As genomic research continues to mature, the use of DNA sequence information will more strongly illustrate the germline relationship between fungi. Highly conserved rRNA and rDNA are the focus of molecular phylogenetic studies, and these gene sequences of Cryptococcus neoformans have been studied. In Cryptococcus neoformans, 16s, 5.8s, and 23s genes were arranged in order in the 8 kb repeat DNA fragment, and transcribed in the same direction. Fan measured the 16s and 23s rRNA gene sequences of Cryptococcus neoformans and used these sequences to establish a phylogenetic tree diagram between Cryptococcus neoformans and other fungi. Gueho constructed a genetic tree of evolutionary relationship between Cryptococcus neoformans and other species of Cryptococcus in the genus by analyzing partial sequences of the most variable region of the rRNA large subunit. In this tree-generating dendrogram, it can be found that there is a slight evolutionary difference between the serotype A of the genus A. faecalis and the other three serotypes, and it is inferred that it may develop at different evolution rates.

Current research focuses on the study of other genes and the analysis of their ancestral origins. Cox et al. investigated the germline relationship of Cryptococcus neoformans by analyzing highly conserved actin genes. This gene sequence can be used to classify Cryptococcus neoformans into a separate branch of fungal evolution, but more needs to be determined. Other fungal actin gene sequences were used for in-depth subgroup comparisons and were extensively corrected using the rRNA database data.

Another interesting use of molecular evolution studies in Cryptococcus is to determine differences in specific genetic virulence factors between related species. Cryptococcus neoformans is the asexual generation of the new linear sputum bacterium, and is the only animal pathogenic strain in the genus Phytophthora, and the main human pathogen in basidiomycetes. As the existing research work, it was found that when the probe and other heterologous basidiomycetes were hybridized, the Cryptococcus neoformans capsular gene (CAP59) and the laccase gene (CnLAC1) could not be detected.

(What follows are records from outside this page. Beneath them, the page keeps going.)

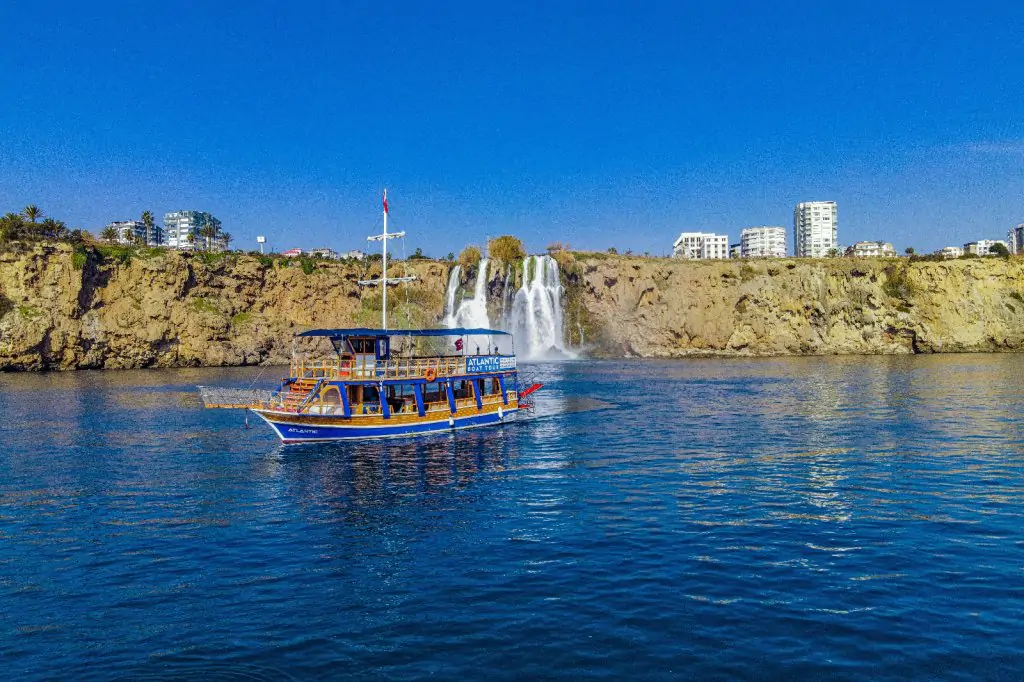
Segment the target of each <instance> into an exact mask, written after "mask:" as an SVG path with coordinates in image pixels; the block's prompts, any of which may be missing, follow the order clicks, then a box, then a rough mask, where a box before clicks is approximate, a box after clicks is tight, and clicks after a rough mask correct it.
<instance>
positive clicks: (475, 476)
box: [0, 355, 1024, 680]
mask: <svg viewBox="0 0 1024 682" xmlns="http://www.w3.org/2000/svg"><path fill="white" fill-rule="evenodd" d="M532 370H534V371H535V372H536V373H537V374H538V375H539V376H540V377H541V378H542V379H543V381H545V383H546V384H547V385H546V387H545V389H544V390H543V391H542V392H541V394H540V396H539V399H538V413H539V414H538V416H537V417H536V418H535V419H534V420H531V421H528V422H519V423H517V424H514V425H508V426H505V427H502V428H498V429H490V430H476V431H463V432H459V433H457V434H454V435H445V436H440V437H434V438H431V439H418V440H400V441H399V440H392V441H378V442H368V443H361V444H330V445H301V446H288V447H285V446H283V445H281V444H279V442H278V441H276V439H275V437H273V435H272V433H271V432H270V430H269V429H268V428H267V427H265V426H264V425H262V424H261V423H259V422H258V421H255V420H253V422H252V426H253V428H252V429H250V430H246V429H245V428H243V427H244V413H242V412H238V411H222V410H220V411H204V410H202V409H201V408H200V407H199V402H198V399H197V395H196V392H195V385H196V384H200V383H202V384H214V385H232V384H234V385H242V386H246V385H249V384H250V383H251V382H252V381H253V380H254V378H257V375H259V374H260V372H261V371H260V370H257V369H246V370H179V371H142V372H108V373H101V372H81V373H71V374H47V375H2V376H0V388H2V390H0V416H2V434H0V435H2V443H0V471H2V478H0V604H2V607H0V672H5V673H6V675H5V676H4V677H5V679H14V678H18V679H32V678H69V677H70V678H77V679H92V678H95V679H108V678H122V679H168V678H173V679H180V678H196V677H201V676H204V675H207V676H209V675H216V676H218V679H226V678H227V677H230V676H231V675H234V674H240V675H243V676H248V677H249V678H250V679H261V678H262V677H266V678H280V677H292V678H296V679H308V678H313V679H331V678H338V677H356V678H372V679H379V678H387V679H409V678H421V677H435V678H439V679H458V678H463V679H480V678H487V679H513V678H515V679H529V678H552V677H565V678H579V677H603V678H608V679H615V680H621V679H627V678H638V679H649V678H708V677H714V678H726V679H738V678H772V677H821V676H825V677H833V676H835V677H839V678H861V679H865V678H871V679H878V678H885V677H891V678H906V677H911V678H922V679H925V678H955V677H959V678H992V677H1000V676H1001V677H1012V678H1017V677H1020V676H1021V675H1024V610H1022V609H1024V532H1022V525H1024V496H1022V494H1024V465H1022V455H1024V426H1022V410H1024V387H1022V386H1024V381H1022V379H1024V356H1019V355H1018V356H1014V355H987V356H986V355H976V356H937V357H935V356H933V357H853V358H786V359H757V360H738V359H736V360H681V361H630V363H583V361H574V363H568V364H564V365H542V366H537V367H535V368H532ZM280 373H281V370H278V369H271V370H263V371H262V375H261V376H259V377H258V379H257V384H267V385H268V384H270V383H272V381H273V380H274V379H275V378H276V375H278V374H280Z"/></svg>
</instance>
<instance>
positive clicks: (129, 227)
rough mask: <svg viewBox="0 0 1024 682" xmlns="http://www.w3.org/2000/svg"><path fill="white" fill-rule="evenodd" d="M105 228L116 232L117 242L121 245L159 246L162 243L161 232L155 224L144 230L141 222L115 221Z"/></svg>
mask: <svg viewBox="0 0 1024 682" xmlns="http://www.w3.org/2000/svg"><path fill="white" fill-rule="evenodd" d="M106 226H108V227H113V228H114V229H116V230H118V242H119V243H121V244H144V245H146V246H161V245H163V243H164V235H163V230H162V229H161V228H160V225H157V224H154V225H153V227H152V228H150V229H146V226H145V223H144V222H142V221H141V220H115V221H114V222H111V223H109V224H108V225H106Z"/></svg>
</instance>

Among the species capable of producing capsules, For example, Tremella fuciformis, Cryptococcus marinus, and no genes homologous to CAP59 were found. Similarly, the CnLAC1 gene of the calcitonin was used as a probe to hybridize with several other heterologous basidiomycetes, and homologous genes could not be found. These results suggest that the original genes encoding the capsule and laccase were either formed early in evolution or were a distinct branch of a group of related fungi that were adapted to different ecological stresses. In order to further understand the relationship between other heterologous basidiomycetes and pathogenic Cryptococcus neoformans, the evolution of virulence factors can be further studied.

Boekhout et al. used a series of molecular biology typing methods to study the environmental, animal and clinical isolates of two variants of Cryptococcus neoformans. As a result, there are significant differences between the two varieties in terms of chromosome number and size, RAPD, etc. These differences make Boekhout It is suspected that the two variants actually represent different species. At present, there are many arguments that the new and variant varieties have independent characteristics, and their genotypes do have significant differences. In-depth molecular biology studies also prove that there is a genetic cross between the two varieties.